What these races show is that the anti-establishment feeling that fueled Trump’s return is moving in both directions. As polling analysis by the election-data site Split Ticket illustrates, Democrats now view their party about as negatively as Republicans viewed theirs from 2009 to 2015, when Bush-Romney neoliberal dogma ruled the GOP. That insurgency reshaped the GOP from the ground up, dragging the party toward populism. A similar dynamic may now be unfolding on the Left. Polling in June found that roughly half of Democrats are “unsatisfied with current leadership,” with 62% calling for the “party leaders to be replaced” — a level of disaffection that suggests something bigger is stirring inside the party.

The Democrats have yet to find their own answer to Trump. But the most obvious contender is Alexandria Ocasio-Cortez. She has successfully straddled both wings of the party, serving as a bridge between the establishment and progressives. She has the highest net approval out of any Democrat not running for president, and she is still young enough to position herself as an outsider candidate.

Unlike most of her colleagues, AOC has also cultivated a political identity that operates largely independent of the Democratic Party’s institutional machinery. But the real test will be whether she can break through beyond the progressive base and win over moderates and independents — the very voters needed to beat Trump’s successor.

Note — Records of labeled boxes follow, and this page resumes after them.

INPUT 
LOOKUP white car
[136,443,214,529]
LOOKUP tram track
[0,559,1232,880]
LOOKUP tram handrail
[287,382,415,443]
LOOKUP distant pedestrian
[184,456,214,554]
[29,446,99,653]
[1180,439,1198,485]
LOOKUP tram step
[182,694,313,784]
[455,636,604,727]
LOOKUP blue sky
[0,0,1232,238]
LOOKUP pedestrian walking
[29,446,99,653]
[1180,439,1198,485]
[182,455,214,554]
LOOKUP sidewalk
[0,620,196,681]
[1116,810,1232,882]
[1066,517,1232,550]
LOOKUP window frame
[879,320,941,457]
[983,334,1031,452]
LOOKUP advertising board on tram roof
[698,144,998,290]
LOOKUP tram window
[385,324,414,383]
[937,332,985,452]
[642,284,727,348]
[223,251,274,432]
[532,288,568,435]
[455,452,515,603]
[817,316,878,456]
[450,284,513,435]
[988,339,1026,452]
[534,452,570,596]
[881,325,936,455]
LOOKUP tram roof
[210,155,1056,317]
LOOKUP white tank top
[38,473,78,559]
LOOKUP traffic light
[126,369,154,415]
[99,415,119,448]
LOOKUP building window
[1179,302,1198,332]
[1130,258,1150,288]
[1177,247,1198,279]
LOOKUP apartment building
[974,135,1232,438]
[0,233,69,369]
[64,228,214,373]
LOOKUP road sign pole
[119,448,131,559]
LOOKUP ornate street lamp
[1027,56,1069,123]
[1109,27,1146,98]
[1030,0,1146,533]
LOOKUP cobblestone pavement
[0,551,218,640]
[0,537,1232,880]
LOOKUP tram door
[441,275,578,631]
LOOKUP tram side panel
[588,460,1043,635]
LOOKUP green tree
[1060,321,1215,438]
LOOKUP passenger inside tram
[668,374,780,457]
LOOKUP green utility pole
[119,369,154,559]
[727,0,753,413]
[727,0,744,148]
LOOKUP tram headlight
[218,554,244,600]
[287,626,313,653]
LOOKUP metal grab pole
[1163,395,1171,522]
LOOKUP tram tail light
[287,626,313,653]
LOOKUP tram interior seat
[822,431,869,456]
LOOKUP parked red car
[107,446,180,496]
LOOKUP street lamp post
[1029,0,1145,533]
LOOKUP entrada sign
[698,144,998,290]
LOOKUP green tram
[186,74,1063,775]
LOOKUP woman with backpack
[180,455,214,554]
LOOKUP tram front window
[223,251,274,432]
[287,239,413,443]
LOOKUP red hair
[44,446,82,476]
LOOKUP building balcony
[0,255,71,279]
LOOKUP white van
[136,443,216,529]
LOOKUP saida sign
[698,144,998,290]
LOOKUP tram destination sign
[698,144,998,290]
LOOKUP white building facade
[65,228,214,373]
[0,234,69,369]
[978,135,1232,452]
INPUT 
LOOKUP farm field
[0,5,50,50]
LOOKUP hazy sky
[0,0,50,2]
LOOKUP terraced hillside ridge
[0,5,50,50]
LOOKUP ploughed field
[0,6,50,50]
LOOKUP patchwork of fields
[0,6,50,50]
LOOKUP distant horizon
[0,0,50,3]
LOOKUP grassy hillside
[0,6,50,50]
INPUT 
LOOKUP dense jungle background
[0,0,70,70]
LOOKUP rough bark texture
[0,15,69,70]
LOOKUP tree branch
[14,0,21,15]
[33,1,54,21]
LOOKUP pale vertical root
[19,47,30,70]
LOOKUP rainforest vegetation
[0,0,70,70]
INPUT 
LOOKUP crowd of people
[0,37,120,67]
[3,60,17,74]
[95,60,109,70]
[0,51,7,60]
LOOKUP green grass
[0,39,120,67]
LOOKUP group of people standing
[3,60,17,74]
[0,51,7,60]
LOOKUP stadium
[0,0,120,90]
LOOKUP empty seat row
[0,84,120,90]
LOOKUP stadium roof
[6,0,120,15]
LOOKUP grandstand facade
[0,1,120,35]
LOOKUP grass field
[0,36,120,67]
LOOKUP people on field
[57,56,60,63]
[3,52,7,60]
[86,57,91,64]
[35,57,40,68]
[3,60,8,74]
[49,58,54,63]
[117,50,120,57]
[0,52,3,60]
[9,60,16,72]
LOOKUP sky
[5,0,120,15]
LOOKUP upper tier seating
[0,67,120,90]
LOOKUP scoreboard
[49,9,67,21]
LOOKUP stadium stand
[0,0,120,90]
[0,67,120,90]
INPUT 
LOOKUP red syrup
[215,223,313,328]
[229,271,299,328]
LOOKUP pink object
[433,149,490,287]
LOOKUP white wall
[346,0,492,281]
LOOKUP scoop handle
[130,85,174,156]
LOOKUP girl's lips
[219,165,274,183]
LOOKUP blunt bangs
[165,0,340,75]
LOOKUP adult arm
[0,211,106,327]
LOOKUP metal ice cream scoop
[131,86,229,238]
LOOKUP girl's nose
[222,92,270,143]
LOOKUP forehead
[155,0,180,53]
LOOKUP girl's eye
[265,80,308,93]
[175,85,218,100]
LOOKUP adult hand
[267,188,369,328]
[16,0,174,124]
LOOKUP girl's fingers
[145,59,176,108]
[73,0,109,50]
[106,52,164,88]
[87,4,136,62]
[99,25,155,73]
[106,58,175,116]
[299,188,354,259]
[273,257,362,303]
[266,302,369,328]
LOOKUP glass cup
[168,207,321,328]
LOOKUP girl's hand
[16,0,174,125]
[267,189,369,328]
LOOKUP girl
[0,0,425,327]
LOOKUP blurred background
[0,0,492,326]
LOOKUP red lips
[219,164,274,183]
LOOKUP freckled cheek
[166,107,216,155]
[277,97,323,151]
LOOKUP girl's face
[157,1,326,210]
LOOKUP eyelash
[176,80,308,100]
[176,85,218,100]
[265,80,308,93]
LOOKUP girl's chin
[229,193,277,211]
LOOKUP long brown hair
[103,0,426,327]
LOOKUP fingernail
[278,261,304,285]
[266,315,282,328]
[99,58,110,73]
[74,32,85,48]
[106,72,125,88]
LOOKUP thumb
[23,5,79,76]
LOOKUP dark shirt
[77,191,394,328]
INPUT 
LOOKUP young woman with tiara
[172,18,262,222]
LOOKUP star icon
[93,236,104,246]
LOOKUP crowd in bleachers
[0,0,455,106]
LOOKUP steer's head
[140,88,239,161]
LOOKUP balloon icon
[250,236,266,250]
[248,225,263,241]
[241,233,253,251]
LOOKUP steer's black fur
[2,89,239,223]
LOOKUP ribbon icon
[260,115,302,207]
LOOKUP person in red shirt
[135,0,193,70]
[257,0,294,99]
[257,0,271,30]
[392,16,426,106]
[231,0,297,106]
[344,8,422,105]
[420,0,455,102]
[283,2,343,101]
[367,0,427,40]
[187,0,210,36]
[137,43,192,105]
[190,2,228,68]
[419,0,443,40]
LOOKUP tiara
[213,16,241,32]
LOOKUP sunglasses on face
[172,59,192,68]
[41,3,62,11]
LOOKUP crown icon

She is also exactly who, like Mamdani, Republicans want front and center in the Democratic Party. Just as Trump painted her and The Squad as the face of the party during his first term, the president is now targeting Mamdani in a similar fashion. This could have a deleterious effect on Democratic efforts to win back independents and moderates ahead of next year’s midterms. As Karl Rove aptly put it on Fox News last weekend, “the more that we get people like this representing the face of the Democratic Party, the harder it is [for them] to win back voters in the middle of American politics.”

For that to happen — to win back a national majority — these progressive challengers actually need to win their races first. Beyond that, a lot will also depend on the progressives’ ability to stay singularly focused on issues like the cost of living and Republicans’ attacks on hugely popular entitlements, while eschewing “peak woke” slogans like police abolition and “queer liberation.”

Still, their success so far signals a deeper shift underway in the party. What once looked like fringe discontent is beginning to coalesce into a coherent, organized revolt. Far from being isolated local phenomena, their victories would legitimize a new template for Left-wing politics: one rooted in economic populism with a deep skepticism of the party establishment. In a few years’ time, it may not be Mamdani, Fateh, and others who seem like outliers — but the party leadership, scrambling to catch up.